Odczytuję wspomnienia zapisane obrazami i kilkoma słowami... Co nas łączy?
Celina urodziła się w 1830 r.
Kilka kartek wyrwanych z jej pamiętnika
dzieciństwo, młodość, pierwszy bal, miłość...
___
___
1843 r. Celina ma 13 lat.
I my tak będziemy, jak się pobierzemy!
___
1845 r. Celina ma 15 lat.
↑ Tyle szczęścia, co człek prześni,
Tyle życia - co jest w pieśni!
(1847 r.)
___
↑ Bal. Mazur z p. Marcelim. Krakowiak z Marsem (1848 r.)
___
Jest na niebie czarna chmura, deszczu z niej nie będzie. Oj, z naszego zakochania pokpiwają ludzie. ↑
___
↑ Dziewczyna konała, jeszcze się pytała,
Czy na tamtym świecie są ułany przecie.
___
Miłość jest to gorąca woda, która z czasem stygnie.
___
___
Czas, w którym przyszliśmy do przekonania, że miłość nie tylko może być ślepa, ale i zezowata... ↑
___
↑ Ja bez niego żyć nie mogę. Płaczcie oczy. Łzy lejcie w dzień i w nocy... (1850 r.)
___
↑ Lunia bawi się w biurokracje (1850 r.)
___
↑ Masło robimy i czytamy... (1850 r.)
___
↑ Bale w Brzeżańskim. Mazur z Romanem. Polka z Cywińskim. (1851 r.)
___
↑ Medal z wystawy londyńskiej dostałam od Feliksa 2. paźdz.

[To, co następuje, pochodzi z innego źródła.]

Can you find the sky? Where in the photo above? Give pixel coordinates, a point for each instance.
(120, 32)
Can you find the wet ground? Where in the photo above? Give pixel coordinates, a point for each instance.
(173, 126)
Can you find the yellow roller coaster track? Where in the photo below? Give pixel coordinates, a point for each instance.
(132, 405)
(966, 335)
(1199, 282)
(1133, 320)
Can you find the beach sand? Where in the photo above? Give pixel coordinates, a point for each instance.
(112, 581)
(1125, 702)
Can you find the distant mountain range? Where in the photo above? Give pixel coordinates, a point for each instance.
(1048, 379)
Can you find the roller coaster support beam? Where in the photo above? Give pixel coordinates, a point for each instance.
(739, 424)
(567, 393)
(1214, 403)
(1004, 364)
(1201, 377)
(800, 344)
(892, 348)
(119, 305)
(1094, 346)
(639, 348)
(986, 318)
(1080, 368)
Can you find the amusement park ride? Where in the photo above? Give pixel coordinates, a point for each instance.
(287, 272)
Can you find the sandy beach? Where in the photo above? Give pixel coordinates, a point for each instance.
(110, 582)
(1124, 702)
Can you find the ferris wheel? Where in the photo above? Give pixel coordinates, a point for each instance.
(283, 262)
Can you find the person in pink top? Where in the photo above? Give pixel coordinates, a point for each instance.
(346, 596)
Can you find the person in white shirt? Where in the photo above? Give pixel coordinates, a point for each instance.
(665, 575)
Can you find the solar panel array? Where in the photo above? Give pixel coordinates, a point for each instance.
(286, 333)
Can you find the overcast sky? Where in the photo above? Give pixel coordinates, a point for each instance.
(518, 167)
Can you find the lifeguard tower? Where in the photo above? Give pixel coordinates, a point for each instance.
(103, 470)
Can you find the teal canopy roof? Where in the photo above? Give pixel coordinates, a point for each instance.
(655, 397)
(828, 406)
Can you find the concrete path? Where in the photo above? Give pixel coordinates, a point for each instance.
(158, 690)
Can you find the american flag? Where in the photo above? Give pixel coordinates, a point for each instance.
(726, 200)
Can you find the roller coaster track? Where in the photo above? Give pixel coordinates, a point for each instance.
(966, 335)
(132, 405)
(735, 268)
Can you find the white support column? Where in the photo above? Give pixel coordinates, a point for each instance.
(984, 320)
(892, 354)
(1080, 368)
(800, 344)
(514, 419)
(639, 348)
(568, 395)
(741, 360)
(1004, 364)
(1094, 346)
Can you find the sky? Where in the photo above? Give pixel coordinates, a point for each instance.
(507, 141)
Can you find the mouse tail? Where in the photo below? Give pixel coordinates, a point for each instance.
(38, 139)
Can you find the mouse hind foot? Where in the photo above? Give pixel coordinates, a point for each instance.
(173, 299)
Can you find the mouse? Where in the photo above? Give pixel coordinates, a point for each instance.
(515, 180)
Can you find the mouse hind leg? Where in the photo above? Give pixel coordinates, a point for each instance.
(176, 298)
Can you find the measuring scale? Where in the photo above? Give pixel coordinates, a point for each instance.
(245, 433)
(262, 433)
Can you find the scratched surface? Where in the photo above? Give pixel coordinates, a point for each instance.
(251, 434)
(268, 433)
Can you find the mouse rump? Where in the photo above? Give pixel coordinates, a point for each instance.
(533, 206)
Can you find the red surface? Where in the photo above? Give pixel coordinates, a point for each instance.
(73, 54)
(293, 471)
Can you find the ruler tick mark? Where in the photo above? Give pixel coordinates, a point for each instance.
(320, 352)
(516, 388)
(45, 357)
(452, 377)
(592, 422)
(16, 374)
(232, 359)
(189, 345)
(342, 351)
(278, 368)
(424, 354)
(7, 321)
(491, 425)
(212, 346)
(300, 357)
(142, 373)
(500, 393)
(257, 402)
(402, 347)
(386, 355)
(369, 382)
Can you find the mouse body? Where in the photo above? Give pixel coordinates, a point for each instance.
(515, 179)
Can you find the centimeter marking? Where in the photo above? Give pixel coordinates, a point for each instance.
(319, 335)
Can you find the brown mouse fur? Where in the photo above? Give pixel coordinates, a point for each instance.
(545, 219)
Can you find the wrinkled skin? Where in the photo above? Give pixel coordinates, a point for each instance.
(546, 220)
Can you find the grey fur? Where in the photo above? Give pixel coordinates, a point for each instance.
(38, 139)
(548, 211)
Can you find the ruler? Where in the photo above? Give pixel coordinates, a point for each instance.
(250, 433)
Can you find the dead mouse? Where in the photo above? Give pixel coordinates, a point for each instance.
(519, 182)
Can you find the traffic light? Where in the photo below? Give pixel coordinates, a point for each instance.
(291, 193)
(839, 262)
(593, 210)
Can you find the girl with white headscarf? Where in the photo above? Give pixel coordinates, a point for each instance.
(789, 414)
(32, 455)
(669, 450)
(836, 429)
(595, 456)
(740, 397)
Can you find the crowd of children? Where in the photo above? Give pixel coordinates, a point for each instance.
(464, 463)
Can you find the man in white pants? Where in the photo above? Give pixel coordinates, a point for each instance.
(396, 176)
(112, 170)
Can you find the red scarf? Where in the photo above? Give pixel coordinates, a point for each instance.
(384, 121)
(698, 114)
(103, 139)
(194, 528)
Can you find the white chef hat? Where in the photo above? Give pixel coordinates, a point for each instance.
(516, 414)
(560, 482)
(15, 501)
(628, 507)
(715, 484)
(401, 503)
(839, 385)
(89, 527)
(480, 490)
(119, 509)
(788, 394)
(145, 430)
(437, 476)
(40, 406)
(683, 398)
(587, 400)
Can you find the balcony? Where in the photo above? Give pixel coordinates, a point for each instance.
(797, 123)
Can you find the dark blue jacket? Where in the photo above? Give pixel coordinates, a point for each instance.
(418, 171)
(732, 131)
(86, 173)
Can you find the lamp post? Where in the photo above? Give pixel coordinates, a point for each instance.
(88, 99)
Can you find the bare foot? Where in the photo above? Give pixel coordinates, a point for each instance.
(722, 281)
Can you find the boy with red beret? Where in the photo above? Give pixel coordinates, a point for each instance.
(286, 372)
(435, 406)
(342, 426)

Róża. Gruszki. Pan Franciszek przysłał ↑
___
___
↑ Wizyta 8. kwietnia
___
↑ Z Reduty fantowej.
Młody człowiek: Znam cię...
Pan Aleksander: Żegnam Panią!
(24. lutego 1852 r.)
___
Rysunkowy pamiętnik obejmował lata 1839-1853. Celina z Treterów wydała go w 1853 roku, zanim została żoną Kajetana Dominikowskiego.
Przepięknie pokazana historia! Naprawdę ciekawie opowiedziana, bo te rysunki były by pewnie tak samo opisane jak kiedyś! Zmienili by się tylko bohaterowie i bohaterki, no i "Kreska" byłaby inna!
OdpowiedzUsuńSerdeczności ślę!
Bardzo się cieszę, Fuscilko, że Ci się podobało. Mnie ten pamiętnik ujął... I to samo pomyślałam: dziś byłaby zmiana tylko bohaterów...
UsuńA teraz znowu jestem pod wrażeniem (ostatnio, całkiem przypadkowo, funduję sobie emocje ;) ). Może jeszcze dziś lub jutro opublikuję.